Thomas, who was elected coroner in 2010, said the missing meds were discovered in September when she and her staff conducted an inventory and found that thousands of pills investigators had confiscated years earlier from death scenes were gone. She believes the medications were stolen well before she became coroner.
“I believe there could have been a significant value” to the missing medications, said Thomas.
The Douglas County Sheriff’s Office confirms it has launched a criminal investigation into the missing meds.
“I was able to confirm that we are investigating missing medications from the coroner’s office,” wrote Sgt. Ron Hanavan. “This case is very much in the infancy of the investigation and it is open and ongoing, so I can’t release much info. We don’t want to jeopardize the case and make any statement at this time.”
While both he and Thomas declined to provide specifics, one source familiar with the investigation told CBS4 that nearly 2,000 pills are missing — medications like oxycodone, fentanyl patches and roxinol.
There is a massive street market for pain relief drugs like the type taken from the coroner’s office. One oxycontin tablet can cost as much as $80 on the black market and one oxycodone pill can bring up to $40.
When pressed by CBS4, Thomas did say that whoever took the pain medications left behind other medications like anti-cholesterol pills such as Lipitor and heart medications.
“Someone could make the conclusion that someone was targeting taking the narcotics only,” said Thomas.
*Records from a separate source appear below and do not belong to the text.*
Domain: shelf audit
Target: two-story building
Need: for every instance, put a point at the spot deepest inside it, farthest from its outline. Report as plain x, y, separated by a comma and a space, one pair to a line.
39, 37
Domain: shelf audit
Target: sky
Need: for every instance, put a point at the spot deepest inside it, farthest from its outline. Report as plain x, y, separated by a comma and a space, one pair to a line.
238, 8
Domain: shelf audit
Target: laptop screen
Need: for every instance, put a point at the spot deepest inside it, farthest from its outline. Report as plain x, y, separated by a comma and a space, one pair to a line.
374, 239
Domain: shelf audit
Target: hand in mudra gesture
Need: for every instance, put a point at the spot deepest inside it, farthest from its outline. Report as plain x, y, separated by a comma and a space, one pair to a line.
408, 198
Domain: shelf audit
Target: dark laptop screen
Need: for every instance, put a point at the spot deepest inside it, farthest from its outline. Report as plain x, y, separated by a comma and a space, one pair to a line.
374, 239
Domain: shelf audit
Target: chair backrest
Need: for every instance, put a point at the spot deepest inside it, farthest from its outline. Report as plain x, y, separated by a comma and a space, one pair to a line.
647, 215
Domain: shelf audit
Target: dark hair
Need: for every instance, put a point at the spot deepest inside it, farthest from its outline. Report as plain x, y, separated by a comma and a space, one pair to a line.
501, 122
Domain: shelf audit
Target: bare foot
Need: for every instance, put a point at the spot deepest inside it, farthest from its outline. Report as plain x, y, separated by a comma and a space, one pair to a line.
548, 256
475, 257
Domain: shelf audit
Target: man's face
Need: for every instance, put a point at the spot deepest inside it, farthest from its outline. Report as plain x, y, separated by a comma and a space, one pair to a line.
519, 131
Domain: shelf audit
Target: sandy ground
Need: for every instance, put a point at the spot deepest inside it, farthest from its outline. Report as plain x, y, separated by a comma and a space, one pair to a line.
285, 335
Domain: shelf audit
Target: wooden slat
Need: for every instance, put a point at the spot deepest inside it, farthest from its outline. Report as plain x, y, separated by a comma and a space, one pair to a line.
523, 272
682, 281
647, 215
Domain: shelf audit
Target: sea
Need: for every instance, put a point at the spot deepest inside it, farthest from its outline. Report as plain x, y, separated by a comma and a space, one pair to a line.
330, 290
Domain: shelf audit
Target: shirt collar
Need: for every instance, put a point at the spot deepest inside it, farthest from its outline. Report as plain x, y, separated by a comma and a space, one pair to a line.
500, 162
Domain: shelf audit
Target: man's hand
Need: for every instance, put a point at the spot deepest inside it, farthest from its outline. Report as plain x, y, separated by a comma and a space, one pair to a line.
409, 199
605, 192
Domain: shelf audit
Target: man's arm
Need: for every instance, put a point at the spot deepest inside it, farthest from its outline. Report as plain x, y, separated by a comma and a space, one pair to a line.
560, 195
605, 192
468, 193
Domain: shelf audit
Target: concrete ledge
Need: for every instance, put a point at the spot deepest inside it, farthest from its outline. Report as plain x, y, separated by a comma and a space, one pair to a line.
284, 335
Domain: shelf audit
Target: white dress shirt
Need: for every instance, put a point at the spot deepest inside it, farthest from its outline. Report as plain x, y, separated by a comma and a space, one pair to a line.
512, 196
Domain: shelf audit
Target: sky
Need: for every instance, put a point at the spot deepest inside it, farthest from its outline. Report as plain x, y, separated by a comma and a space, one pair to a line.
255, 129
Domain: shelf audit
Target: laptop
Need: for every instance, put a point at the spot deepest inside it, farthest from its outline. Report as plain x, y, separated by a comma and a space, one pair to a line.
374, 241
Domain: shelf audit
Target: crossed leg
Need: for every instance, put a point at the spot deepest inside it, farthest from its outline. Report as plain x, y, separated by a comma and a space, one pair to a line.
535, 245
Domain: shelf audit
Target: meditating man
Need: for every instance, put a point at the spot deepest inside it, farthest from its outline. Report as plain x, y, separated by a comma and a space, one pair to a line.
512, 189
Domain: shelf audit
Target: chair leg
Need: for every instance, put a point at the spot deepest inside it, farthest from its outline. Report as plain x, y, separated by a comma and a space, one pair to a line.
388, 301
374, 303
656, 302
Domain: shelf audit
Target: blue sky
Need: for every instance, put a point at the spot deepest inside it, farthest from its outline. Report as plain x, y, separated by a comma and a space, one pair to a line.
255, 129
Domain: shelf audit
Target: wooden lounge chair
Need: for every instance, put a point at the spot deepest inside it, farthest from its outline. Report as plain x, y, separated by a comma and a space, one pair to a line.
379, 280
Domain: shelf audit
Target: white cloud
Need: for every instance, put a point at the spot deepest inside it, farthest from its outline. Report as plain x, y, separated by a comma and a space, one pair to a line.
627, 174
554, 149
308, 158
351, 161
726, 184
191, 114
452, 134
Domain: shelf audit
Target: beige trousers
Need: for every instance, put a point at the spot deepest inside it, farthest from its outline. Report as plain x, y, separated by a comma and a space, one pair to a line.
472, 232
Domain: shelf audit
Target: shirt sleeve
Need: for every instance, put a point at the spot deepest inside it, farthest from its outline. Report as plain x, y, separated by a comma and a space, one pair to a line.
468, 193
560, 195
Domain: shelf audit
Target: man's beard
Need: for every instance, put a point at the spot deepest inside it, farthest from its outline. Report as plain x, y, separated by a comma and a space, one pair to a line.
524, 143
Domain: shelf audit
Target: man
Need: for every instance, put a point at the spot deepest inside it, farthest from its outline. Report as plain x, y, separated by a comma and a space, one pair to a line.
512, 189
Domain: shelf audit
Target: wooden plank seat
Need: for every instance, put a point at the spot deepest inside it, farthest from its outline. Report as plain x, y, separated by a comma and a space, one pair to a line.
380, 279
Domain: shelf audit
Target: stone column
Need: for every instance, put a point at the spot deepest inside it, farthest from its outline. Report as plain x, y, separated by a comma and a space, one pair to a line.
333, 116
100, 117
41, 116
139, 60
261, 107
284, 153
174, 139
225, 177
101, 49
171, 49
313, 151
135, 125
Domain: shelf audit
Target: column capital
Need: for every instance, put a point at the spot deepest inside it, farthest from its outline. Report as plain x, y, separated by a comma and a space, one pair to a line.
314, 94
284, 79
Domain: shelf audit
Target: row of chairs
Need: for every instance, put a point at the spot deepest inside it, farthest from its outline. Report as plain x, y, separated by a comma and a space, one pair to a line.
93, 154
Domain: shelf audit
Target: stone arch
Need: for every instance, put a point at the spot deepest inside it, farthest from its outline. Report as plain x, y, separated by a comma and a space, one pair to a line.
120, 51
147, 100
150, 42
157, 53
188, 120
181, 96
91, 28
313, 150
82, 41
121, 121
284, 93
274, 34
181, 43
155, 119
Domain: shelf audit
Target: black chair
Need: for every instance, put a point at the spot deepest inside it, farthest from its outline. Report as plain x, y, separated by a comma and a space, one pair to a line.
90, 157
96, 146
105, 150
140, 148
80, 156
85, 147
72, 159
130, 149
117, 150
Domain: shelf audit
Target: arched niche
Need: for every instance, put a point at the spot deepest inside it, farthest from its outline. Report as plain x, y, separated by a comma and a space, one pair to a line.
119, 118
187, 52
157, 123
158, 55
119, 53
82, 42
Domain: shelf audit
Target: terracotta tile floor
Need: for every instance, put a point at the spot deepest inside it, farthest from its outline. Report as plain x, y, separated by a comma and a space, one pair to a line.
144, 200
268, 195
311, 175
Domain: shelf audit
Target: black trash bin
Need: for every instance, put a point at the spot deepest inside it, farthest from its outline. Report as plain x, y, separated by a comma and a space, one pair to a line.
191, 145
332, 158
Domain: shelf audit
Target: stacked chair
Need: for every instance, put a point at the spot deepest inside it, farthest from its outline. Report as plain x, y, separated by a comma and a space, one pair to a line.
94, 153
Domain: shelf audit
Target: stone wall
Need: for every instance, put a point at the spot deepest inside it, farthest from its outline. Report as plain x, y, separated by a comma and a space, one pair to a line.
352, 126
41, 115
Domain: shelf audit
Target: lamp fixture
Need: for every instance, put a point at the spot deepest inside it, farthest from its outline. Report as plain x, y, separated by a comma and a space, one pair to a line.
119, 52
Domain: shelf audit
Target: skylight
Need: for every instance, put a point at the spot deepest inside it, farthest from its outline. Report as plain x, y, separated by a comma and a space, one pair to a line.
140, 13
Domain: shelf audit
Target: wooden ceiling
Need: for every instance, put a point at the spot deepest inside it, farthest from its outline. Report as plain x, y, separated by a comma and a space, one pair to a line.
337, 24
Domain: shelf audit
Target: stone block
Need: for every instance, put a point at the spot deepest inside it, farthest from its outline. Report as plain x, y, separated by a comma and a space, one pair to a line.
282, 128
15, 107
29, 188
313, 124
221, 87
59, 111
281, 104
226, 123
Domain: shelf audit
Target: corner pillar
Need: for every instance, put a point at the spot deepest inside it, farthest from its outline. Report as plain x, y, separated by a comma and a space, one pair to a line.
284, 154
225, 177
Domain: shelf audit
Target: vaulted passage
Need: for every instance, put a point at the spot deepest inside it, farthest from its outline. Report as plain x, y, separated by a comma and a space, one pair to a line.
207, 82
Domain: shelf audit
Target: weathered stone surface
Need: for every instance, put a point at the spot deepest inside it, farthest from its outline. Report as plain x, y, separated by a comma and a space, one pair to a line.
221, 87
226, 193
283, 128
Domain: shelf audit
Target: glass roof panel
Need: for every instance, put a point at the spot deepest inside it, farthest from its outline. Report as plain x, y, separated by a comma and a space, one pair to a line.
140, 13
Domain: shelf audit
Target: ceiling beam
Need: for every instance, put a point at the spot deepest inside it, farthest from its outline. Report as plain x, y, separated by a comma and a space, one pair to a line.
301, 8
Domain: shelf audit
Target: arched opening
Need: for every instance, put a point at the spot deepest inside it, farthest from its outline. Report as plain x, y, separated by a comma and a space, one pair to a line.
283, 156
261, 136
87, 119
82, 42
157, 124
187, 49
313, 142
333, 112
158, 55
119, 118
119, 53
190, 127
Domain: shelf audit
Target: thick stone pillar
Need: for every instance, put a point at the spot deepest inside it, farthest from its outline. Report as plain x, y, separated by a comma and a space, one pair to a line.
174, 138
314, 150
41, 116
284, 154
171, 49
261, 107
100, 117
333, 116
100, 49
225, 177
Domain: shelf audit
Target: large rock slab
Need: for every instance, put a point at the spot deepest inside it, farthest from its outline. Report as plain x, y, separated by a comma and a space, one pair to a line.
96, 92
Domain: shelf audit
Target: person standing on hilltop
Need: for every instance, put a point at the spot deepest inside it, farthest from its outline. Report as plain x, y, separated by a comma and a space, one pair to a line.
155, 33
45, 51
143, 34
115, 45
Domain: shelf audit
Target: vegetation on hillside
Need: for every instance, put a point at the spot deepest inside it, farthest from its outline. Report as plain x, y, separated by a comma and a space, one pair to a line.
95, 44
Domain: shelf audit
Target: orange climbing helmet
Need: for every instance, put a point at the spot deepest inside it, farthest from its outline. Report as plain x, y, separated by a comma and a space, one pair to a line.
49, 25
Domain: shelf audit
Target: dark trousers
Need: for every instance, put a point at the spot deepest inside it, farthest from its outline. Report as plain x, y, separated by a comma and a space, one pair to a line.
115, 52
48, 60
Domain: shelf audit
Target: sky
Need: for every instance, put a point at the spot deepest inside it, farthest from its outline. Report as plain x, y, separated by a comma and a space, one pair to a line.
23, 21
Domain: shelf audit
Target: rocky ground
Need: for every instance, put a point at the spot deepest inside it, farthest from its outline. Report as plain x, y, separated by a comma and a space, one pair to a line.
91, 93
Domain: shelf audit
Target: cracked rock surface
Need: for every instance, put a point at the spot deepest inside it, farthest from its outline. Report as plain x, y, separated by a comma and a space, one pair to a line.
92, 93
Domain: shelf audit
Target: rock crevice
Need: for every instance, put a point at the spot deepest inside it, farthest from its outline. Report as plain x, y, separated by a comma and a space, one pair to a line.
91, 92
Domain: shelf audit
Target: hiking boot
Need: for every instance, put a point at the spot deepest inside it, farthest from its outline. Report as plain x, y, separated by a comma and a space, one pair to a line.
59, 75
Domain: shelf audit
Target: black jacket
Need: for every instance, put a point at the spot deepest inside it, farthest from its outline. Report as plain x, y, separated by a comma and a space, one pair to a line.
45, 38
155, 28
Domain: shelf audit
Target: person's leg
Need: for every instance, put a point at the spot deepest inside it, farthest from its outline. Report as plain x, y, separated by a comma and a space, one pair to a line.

The pharmaceuticals are collected by investigators at death scenes. They use the medications to learn who the deceased person’s doctor was, the medical problems the person was experiencing, and if the person was abusing their medications.
Thomas told CBS4 that since discovering the missing stash, she has completely changed security procedures. Medications that used to be in a storeroom available to investigators, temporary employees and maintenance workers, are now kept in area that only three people have access to and cameras record who enters and leaves the room.
Thomas says she wants people to know “the Douglas County Coroner’s Office is secure now and things are being properly taken care of and there’s not going to be any more pills walking out the door.”